Há um outro elemento que é frequentemente adicionado à tríade governo-empresas-academia dos Estados Unidos - as fundações filantrópicas. Quantas fundações são criadas em Portugal com fins específicos de apoio à ciência? Para além da Fundação Calouste Gulbenkian, a Fundação Champalimaud é uma bênção nacional, mas insuficiente para substituir o Governo nas suas funções de apoio à ciência. Será o número reduzido de fundações filantrópicas resultado da falta de cultura científica das empresas e dos empregadores ao longo das últimas décadas? Relembro que Jennifer Doudna teve apoio da Gates Foundation no seu caminho para o sistema CRISPR.

O ensino superior, fortemente regulado e pouco flexível nos modelos de gestão, condiciona as instituições na procura de soluções mobilizadoras da aplicação da investigação e de ligação às empresas. Os critérios de funcionamento dos seus ciclos de estudos são constantemente alterados. O reconhecimento de diplomas de estudantes internacionais para atribuição de bolsas é bastante moroso. Não estará na altura de aligeirar a regulamentação e dar mais liberdade às instituições para definirem o seu destino e para se internacionalizarem? O nível de regulação deve acompanhar a maturidade das instituições.

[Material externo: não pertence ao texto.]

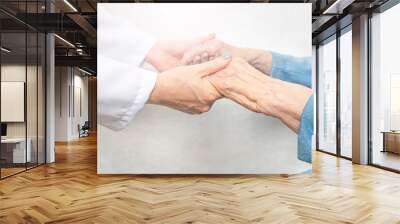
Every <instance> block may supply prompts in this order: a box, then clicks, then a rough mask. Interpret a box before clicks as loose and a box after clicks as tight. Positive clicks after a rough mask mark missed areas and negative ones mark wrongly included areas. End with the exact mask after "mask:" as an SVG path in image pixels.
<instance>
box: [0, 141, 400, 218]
mask: <svg viewBox="0 0 400 224" xmlns="http://www.w3.org/2000/svg"><path fill="white" fill-rule="evenodd" d="M56 149H57V150H56V152H57V153H56V158H57V162H56V163H55V164H51V165H46V166H41V167H39V168H36V169H33V170H30V171H28V172H26V173H22V174H19V175H17V176H14V177H11V178H8V179H5V180H3V181H0V223H45V222H47V223H218V224H219V223H373V224H376V223H385V224H386V223H400V221H399V220H400V175H398V174H395V173H390V172H387V171H384V170H380V169H377V168H373V167H368V166H359V165H352V164H351V163H350V162H349V161H347V160H343V159H337V158H335V157H333V156H330V155H326V154H322V153H318V152H317V153H315V154H314V164H313V168H314V171H313V173H312V174H304V175H295V176H290V177H287V176H128V175H124V176H98V175H97V174H96V139H95V138H94V137H90V138H85V139H83V140H81V141H76V142H70V143H68V144H57V148H56ZM110 150H111V149H110Z"/></svg>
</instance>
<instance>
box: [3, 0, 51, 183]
mask: <svg viewBox="0 0 400 224" xmlns="http://www.w3.org/2000/svg"><path fill="white" fill-rule="evenodd" d="M26 3H28V5H26ZM39 3H41V4H40V7H39ZM43 4H44V1H29V2H27V1H18V2H17V3H16V2H15V1H14V2H1V3H0V6H5V7H9V8H10V7H11V8H16V9H17V11H16V12H18V13H24V12H29V13H41V12H43V7H42V6H43ZM4 21H6V22H4ZM45 45H46V39H45V34H44V33H40V31H38V30H35V28H33V27H31V26H29V25H27V24H24V23H23V22H21V21H18V20H15V18H13V17H12V16H9V15H6V14H4V13H2V12H0V47H1V54H0V72H1V73H0V81H1V85H0V90H1V91H0V92H1V98H0V103H1V104H0V112H1V113H0V120H1V144H0V178H1V179H2V178H5V177H8V176H11V175H13V174H16V173H19V172H22V171H25V170H27V169H29V168H32V167H36V166H37V165H39V164H43V163H45V158H46V153H45V152H46V150H45V133H46V132H45V124H46V122H45V116H46V115H45V93H46V91H45V87H46V85H45V81H46V75H45V64H46V63H45V60H46V52H45Z"/></svg>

Há uma miríade de exemplos que pode ser levantada para identificar as lacunas do nosso triângulo. Contudo, não haverá triângulos, pentágonos ou icosaedros que funcionem, se não houver financiamento, seja ele público ou privado. Não podemos andar a retocar o sistema e olhar para os papers e as métricas para demonstrar a nossa evolução científica. Se o país quer avançar cientificamente, e quer ser competitivo nos programas europeus de financiamento, então procuremos soluções que nos permitam rapidamente convergir com a média da União Europeia e transformar os 1,5% em 3% do PIB nacional de investimento em I&D.